Antes de desovar o atum chama-se "de direito", e as armações que o apanham têm a boca voltada para oeste, de onde ele vem na derrota do Estreito; essas armações, postas com a boca voltada para leste, servem para o atum de "revés", que regressa em poucas semanas, já desovado e magríssimo. Daí a grande diferença de valor entre os atuns de direito e de revés, sendo aqueles aproveitados especialmente em conservas e estes para a salga.
(...)
A copejada faz-se levantando uma rede móvel chamada "céu", que está no fundo do copo, e vai lentamente trazendo o peixe à superfície da água, onde ele é apanhado pela gente da campanha debruçada sobre as barcas, e tendo preso no pulso direito, por uma corda, um pequeno arpão móvel. O peixe corre em círculo à roda das barcas, e quando lhes passa ao alcance, o pescador mete-lhe o arpão e puxa-o para dentro da barca, onde ele entra e cai pelo seu próprio impulso, desprendendo-se do arpão automaticamente, apenas transpõe a borda da lancha. Uma criança de dez anos pode, assim, pescar peixes de dez arrobas."

(Manuel Teixeira Gomes)

quarta-feira, 4 de abril de 2018

Comer com os olhos.

A Rita é uma simpática doente da minha consulta, nem cinquenta quilos terá, anos oitenta e cinco. Não há quem venha melhor vestido à minha consulta. Havia o sr. Caixeiro mas ele ultimamente tem-se repetido um pouco. A Rita vive ali para Penafiel ou Paredes, todas as manhãs vai tomar o pequeno-almoço ao café em frente à sua casa, a nacional de permeio, um mistério como ainda não foi atropelada. Vem de carro de praça a que a senhora que a acompanha chama de "táxi" mas não é. A consulta é uma risota, a Rita já me ameaçou com o dedo e já tentou puxar-me uma orelha. Aqui há dias ofereceu-me as clássicas amêndoas, brancas e cor-de-rosa. Ofereceu-mas dizendo que só "comia das cor-de-rosa, as outras deixo ficar". Sendo o sabor igual, pensando bem, aos oitenta e cinco como não ia a Rita saber (e pôr em prática) a velha sabedoria que diz que se come, e muito, com os olhos?
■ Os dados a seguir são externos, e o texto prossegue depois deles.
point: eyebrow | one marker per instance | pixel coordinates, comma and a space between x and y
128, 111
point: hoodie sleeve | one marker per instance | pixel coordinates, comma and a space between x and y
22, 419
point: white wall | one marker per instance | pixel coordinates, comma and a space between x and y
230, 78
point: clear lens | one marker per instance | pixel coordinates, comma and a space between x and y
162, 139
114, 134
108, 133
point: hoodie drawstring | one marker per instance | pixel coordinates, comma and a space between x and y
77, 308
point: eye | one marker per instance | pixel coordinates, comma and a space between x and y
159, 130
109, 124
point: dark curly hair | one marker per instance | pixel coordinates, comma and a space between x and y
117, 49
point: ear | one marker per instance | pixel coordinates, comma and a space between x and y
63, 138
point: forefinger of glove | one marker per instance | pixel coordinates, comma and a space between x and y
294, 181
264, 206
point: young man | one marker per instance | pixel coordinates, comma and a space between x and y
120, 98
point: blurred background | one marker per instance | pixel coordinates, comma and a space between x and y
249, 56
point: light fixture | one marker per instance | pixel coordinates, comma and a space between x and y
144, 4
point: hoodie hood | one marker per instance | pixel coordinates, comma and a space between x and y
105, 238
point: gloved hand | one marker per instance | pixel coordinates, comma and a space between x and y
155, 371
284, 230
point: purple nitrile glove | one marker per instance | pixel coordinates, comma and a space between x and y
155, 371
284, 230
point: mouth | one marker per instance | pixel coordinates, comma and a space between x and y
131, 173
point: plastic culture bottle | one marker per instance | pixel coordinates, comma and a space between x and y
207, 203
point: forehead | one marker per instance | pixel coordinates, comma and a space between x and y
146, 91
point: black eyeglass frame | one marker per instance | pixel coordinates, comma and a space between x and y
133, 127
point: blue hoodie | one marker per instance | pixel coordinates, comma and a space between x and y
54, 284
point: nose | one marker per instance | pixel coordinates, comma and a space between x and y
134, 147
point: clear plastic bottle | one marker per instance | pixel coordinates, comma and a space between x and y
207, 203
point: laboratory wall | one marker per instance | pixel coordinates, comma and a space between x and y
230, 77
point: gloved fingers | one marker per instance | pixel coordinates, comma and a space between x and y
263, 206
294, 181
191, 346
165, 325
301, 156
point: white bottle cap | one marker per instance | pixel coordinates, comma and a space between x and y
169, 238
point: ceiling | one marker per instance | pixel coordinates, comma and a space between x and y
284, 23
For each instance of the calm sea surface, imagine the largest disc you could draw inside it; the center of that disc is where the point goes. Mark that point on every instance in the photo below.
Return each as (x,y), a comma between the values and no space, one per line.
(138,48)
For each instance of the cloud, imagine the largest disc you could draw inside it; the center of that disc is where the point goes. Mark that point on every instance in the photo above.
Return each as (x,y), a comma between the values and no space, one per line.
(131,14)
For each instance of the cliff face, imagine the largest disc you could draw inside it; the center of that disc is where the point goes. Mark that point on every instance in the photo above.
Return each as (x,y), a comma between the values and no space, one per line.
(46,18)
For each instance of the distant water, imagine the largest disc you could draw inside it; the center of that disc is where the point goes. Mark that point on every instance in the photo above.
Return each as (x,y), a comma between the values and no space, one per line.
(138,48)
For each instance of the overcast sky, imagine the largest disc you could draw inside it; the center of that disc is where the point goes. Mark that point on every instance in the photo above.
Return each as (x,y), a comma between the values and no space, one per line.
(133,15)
terça-feira, 3 de abril de 2018

A cafetaria que fica dentro de um horto.

Os bonsais não têm tido sorte comigo. Não me orgulho disso. Mas viver é tentar e estou decidido a tentar outra vez. Os do Horto da Boavista, aquele que me fica mais perto, não me convenceram. Achei melhor procurar noutros sítios. Primeiro, deixem que vos diga: essa história do neo-liberalismo está muito inflacionada. Todos os hortos do Porto estavam fechados na tarde do Domingo de Páscoa. Segundo, este Março é o SEGUNDO Março mais chuvoso desde que há registo, o primeiro o de 2001 do qual me lembro bem nomeadamente quando o meu Ibiza se afogou na rotunda dos Produtos Estrela. Bom, lá fui eu então ao Horto do Tronco, na Circunvalação quem ruma para o Amial. Os bonsais eram giros, a senhora com quem me informei simpática. Tinha deixado o carro a uns cem metros ou mais. E começou a chover. Para meu espanto descobri que a casa que serve de núcleo de granito ao horto é uma cafetaria, com esplanada interna anexa. Na esplanada havia um arremedo de biblioteca e o JN do dia para consulta. Um casal  tomava o pequeno-almoço, uma senhora lia, um homem fazia umas contas com apoio de um computador. Uma televisão debitava canais tão importantes como o RNV e o LNTV, ou seja, não era a TVI, o que é sempre bom. O grupo mais animado era constituído por um par de sindicalistas a industriar umas raparigas fardadas com uns impermeáveis coloridos a fazer greve. Discutia-se direitos, falava-se de "nós" e de "eles". Fumava-se, porque permitido. Li o JN , o Porto perdera.
O Porto, cidade, ainda me surpreende. Não parava de chover. Sai bem disposto e preparado para correr. Numa aberta, a compra ainda por decidir, lá me despedi do horto mais sua cafetaria.